What you're describing here are pedantic objections, though, of which there will always be some to any question that isn't qualified to absurdity.

No, you just have to ask it in an appropriate way. There are professional survey writers who will take the questions you want to ask and then write them in a way that is very hard to misinterpret, not qualified to absurdity and not suggestive of an approved response.

For your example, the rest mass of an electron is smaller than the mass of any atom, so the wavefunction of any electron will be smaller than that of any atom at the same velocity (de Broglie wavelength) and in the same environment

Ok, lets try doing the calculation. The de Broglie wavelength is lambda=h/p where lambda is the wavelength and p is the momentum which is 'mv' for non-relativistc quantum. So for an atom with the same velocity as the electron the atom's momentum will be larger which means the wavelength of the atom will be SMALLER than the electron i.e. the free electron is bigger than the atom it would form.

However your argument is actually flawed because in the same environment thermodynamics requires the free electron to have the same kinetic energy as the atom. If you are capable of doing the calculation you'll find this means that the wavelength goes as 1/sqrt(mass) so even then the electron wavelength is larger than that of the atom.

So the correct, scientific conclusion is that a free electron is bigger than an atom if both are in thermodynamic equilibrium. Thinking of the electron as smaller than an atom means that you do not understand the implications of quantum mechanics or are letting your gut instincts override your rational reasoning. Quantum mechanics is often counter-intuitive and your instincts will often be wrong.
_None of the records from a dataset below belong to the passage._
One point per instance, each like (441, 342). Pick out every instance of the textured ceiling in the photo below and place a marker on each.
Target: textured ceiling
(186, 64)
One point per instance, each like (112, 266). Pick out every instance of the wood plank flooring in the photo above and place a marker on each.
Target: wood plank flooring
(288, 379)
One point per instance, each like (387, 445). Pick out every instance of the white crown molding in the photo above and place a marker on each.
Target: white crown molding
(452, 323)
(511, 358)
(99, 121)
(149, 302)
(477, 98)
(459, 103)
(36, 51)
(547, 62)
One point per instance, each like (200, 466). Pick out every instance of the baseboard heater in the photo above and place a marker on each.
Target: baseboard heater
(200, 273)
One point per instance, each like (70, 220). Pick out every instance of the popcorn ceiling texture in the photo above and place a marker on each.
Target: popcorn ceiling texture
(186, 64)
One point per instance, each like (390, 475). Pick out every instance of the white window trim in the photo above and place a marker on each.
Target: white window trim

Or simply, since an electron is a component of an atom, any constituent electron will be smaller than the atom it inhabits.
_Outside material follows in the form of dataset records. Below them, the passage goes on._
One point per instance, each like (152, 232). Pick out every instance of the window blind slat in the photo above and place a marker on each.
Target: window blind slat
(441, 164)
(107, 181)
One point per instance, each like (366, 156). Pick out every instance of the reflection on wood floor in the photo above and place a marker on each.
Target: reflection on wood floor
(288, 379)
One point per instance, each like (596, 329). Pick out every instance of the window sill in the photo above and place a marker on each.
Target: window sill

You are thinking of Newtonian physics. What you say is just not true for quantum mechanics. The electrostatic potential well of the nucleus traps the electron wave and effectively compresses it over what a free electron would have in the same environment. To be more technical the addition of a potential term in the Schrodinger equation means that you end up with 3D spherical harmonic standing waves (at least for hydrogen) which have a shorter wavelength in the ground state than the free electron wave under the same thermal conditions. Still not convinced? The go read "Introduction to Quantum Mechanics" by David Griffiths which will go through the details provided you have enough maths to be able to cope with simple partial differential equations (since you have to solve the Schrodinger equation in spherical polar coordinates).